Nous avons construit une société qui tient sur deux piliers : la consommation et le divertissement. C’est la solution que nous avons trouvé pour traiter au mieux notre insatisfaction, nous fuyant nous-mêmes toujours plus.
Face à cette scène psychologique et économique, il convient de se demander : quel sens a tout ceci ? Jusqu'à quand allons-nous continuer à repousser ce qui est inévitable ? Si en tant que directeur général, vous développez ce type de réflexions philosophiques, sachez que vous n’êtes pas seul. Vous faites partie d'une faible minorité d'exécutifs responsables qui se sont rendus compte qu'il est temps de changer.
Et non pour des raisons morales, mais pour des questions économiques ! Ce qui est en jeu est la survie de l'organisation que vous conduisez.
Nous assistons à l’émergence d’un " nouveau paradigme économique" basé sur les dernières connaissances scientifiques concernant la nature de la réalité et des êtres humains qui la compose. Cette nouvelle manière de comprendre la vie est le "post-matérialisme". Elle propose la vision d’un monde composé d'une part matérielle et d’une autre part immatérielle et qui promeut l'équilibre entre ce que nous avons et ce que nous sommes.

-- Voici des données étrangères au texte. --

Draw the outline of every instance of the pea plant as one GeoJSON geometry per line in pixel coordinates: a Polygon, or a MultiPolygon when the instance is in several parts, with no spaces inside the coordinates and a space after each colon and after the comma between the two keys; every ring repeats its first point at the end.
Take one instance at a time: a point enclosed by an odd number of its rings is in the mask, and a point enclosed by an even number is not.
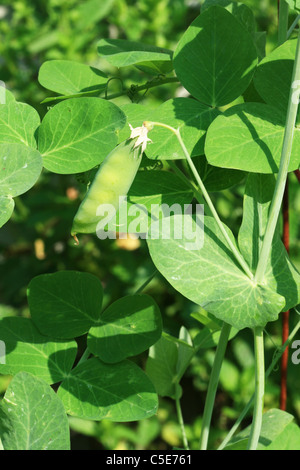
{"type": "Polygon", "coordinates": [[[206,0],[175,51],[101,39],[98,53],[109,64],[153,76],[114,94],[114,77],[99,69],[47,61],[38,80],[56,95],[45,100],[42,121],[4,90],[1,226],[14,198],[36,184],[42,169],[61,175],[93,170],[73,226],[65,228],[73,249],[83,249],[84,234],[98,235],[101,243],[112,233],[140,231],[156,268],[136,293],[108,306],[101,280],[88,272],[31,280],[30,318],[0,320],[0,373],[13,376],[0,407],[4,449],[69,449],[68,416],[138,421],[157,413],[159,396],[174,399],[182,448],[189,449],[181,379],[195,355],[216,346],[199,435],[205,450],[226,347],[244,329],[253,332],[254,395],[219,449],[300,448],[291,414],[263,413],[265,381],[300,328],[299,320],[267,368],[266,325],[281,312],[300,313],[300,273],[282,242],[280,217],[288,174],[300,166],[300,16],[293,23],[290,16],[298,12],[298,0],[280,1],[278,46],[267,55],[252,11],[227,0],[206,0]],[[157,107],[137,102],[141,92],[173,84],[187,97],[157,107]],[[114,99],[122,95],[128,103],[117,106],[114,99]],[[211,193],[237,184],[243,184],[244,201],[235,237],[211,193]],[[195,202],[204,208],[200,216],[195,202]],[[171,210],[153,213],[155,204],[171,210]],[[107,205],[115,211],[114,230],[107,230],[107,205]],[[184,212],[187,207],[193,210],[184,212]],[[143,209],[138,216],[137,208],[143,209]],[[190,230],[177,236],[183,219],[190,230]],[[166,226],[172,228],[167,234],[166,226]],[[191,233],[201,241],[193,249],[191,233]],[[199,306],[194,317],[204,327],[196,336],[183,326],[178,338],[163,331],[159,305],[143,293],[157,273],[199,306]],[[79,357],[78,338],[86,342],[79,357]],[[147,350],[143,370],[135,358],[147,350]],[[252,424],[245,427],[249,412],[252,424]]]}

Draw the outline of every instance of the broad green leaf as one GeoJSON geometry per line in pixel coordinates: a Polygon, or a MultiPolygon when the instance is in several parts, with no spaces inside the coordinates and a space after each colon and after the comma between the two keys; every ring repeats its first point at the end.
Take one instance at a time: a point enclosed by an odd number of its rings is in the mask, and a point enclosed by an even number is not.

Cette analyse intégratrice propose à l’entreprise d’aligner son légitime souci de profit avec le bien-être de ses travailleurs et le respect de l'environnement. Il encourage aussi les organisations à créer une richesse réelle pour la société, en cessant de voir l'argent comme un objectif en lui-même pour le concevoir comme le résultat de cette contribution.
En parallèle, ce nouveau paradigme économique invite les managers à développer des compétences émotionnelles, de sorte qu'ils apprennent à gérer leurs collaborateurs d'une manière plus constructive et efficace.
Pour que cette nouvelle perspective de la vie soit consolidée, nous devons avant tout faire des changements individuels. Cela consiste à abandonner la position existentielle de victime du contexte pour développer notre responsabilité personnelle. Pour l'obtenir, nous devons comprendre et intérioriser que nous sommes libres de choisir notre attitude face aux circonstances, ainsi que pour prendre les décisions les plus adéquates à chaque moment.
Monsieur le directeur général, si vous avez continué à lire jusqu’ici, nous vous invitons à répondre aux questions suivantes : quel est le niveau de satisfaction de la grande majorité de vos employés ? Comment le middle management gère ses collaborateurs ? Quelles sont les croyances et les valeurs qui constituent la culture organisationnelle de la compagnie que vous dirigez ? Et le plus important : quel impact ont tous ces éléments intangibles sur le compte final de résultats ?
Peut-être tout ceci peut paraître des bonnes paroles creuses, mais sachez qu'émerge là une nouvelle fonction, un nouveau poste de direction : le directeur de culture organisationnelle. Celui-ci est relié au directeur de ressources humaines et il vous reporte directement. Sa mission est d'accompagner l'entreprise dans son processus de changement, en adaptant la fonction et le fonctionnement de la compagnie au " nouveau paradigme économique ".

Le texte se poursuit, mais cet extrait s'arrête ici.